Luo blamed the company’s false advertisement for the mishap that occurred last week. He claimed that the salesperson who sold him the vehicle implied that the car’s self-driving mechanism could fill in for the driver through its advanced autopilot system. It was an extra feature, Luo wrote on Weibo, that he had to pay an extra $4,150, or 27,500 yuan, for.
Lou, a programmer for a tech firm, told Reuters:
“The impression they give everyone is that this is self-driving, this isn’t assisted driving.
“They use this immature technology as a sales and promotion tactic…but they don’t take responsibility for the safety of the function.”
Wall Street Journal pointed out that the issue may have been caused by a misunderstanding in translation. In China, the autopilot feature has generally been promoted as “zidong jiashi” (自动驾驶), which is a literal translation of the car being able to drive itself.
Zhong Shi, a Beijing-based automotive analyst, explained:
“China’s way of referring to these technologies is a big problem. Though a similar risk exists for the term Autopilot in the west, Chinese consumers are less likely to read the instruction manual.”
Tesla responded to the allegations by elaborating on the technicalities of its product. A Tesla spokeswoman sent the following statement in an email to Reuters:
“As clearly communicated to the driver in the vehicle, Autosteer is an assist feature that requires the driver to keep his hands on the steering wheel at all times, to always maintain control and responsibility for the vehicle, and to be prepared to take over at any time.”
The company also made note that Luo’s hands were not on the wheel at the time of the crash despite a warning that appeared on the panel. The autopilot system is designed to remind drivers to place their hands on the wheel if they have had their hands off the wheel for a certain amount of time. It is even programmed to automatically halt if drivers do not heed the warning.
Tesla made headlines earlier this year following a fatal accident in Florida. Consumer Reports recently suggested that it would be better for Tesla to require drivers to keep their hands on the wheel as part of an updated driver-assist system. They also pointed out that the autopilot name promotes “a potentially dangerous assumption” that the vehicle is capable of driving on its own.

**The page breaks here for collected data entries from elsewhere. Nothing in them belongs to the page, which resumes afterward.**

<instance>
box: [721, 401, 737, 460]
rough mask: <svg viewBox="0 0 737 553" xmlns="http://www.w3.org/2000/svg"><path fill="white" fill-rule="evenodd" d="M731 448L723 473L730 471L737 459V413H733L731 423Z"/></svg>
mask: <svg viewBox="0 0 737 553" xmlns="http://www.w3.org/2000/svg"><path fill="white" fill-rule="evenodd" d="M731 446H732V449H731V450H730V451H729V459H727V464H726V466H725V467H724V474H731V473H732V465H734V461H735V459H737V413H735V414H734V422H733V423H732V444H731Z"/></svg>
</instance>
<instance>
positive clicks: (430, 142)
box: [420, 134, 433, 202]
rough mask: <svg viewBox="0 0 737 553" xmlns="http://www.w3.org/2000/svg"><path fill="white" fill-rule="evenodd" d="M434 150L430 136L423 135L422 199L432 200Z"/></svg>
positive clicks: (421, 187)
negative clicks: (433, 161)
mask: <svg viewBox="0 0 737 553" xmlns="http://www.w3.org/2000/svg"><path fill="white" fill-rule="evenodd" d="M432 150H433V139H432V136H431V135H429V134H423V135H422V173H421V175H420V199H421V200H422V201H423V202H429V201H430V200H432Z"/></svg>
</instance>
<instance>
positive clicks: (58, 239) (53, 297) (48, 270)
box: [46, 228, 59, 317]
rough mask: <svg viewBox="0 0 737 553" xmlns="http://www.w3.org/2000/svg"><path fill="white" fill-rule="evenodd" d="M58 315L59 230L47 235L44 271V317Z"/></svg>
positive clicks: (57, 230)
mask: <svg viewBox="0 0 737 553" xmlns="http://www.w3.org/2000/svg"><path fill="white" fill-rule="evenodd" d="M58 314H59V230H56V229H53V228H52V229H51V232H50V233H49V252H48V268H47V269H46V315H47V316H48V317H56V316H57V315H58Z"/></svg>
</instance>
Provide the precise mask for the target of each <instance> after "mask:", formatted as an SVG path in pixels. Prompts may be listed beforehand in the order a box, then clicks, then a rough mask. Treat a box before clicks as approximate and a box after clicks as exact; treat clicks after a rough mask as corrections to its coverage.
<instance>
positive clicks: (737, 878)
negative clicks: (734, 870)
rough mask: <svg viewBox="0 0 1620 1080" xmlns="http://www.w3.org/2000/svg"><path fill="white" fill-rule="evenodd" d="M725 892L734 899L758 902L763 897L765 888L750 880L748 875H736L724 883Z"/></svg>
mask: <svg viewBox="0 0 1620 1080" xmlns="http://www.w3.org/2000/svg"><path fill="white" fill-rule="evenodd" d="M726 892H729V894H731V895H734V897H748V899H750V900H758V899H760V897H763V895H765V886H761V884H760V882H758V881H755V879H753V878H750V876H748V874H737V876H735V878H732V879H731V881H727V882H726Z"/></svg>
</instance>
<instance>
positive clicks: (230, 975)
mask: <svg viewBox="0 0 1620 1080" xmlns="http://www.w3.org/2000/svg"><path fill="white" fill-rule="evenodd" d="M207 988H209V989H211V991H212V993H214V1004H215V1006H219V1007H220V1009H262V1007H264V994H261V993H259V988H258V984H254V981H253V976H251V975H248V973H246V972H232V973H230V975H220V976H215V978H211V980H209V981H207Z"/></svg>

Consumer Reports vice-president of consumer policy and mobilization Laura MacCleery said:
“By marketing their feature as ‘autopilot’, Tesla gives consumers a false sense of security. We’re deeply concerned that consumers are being sold a pile of promises about unproven technology. ‘Autopilot’ can’t actually drive the car, yet it allows consumers to have their hands off the steering wheel for minutes at a time.”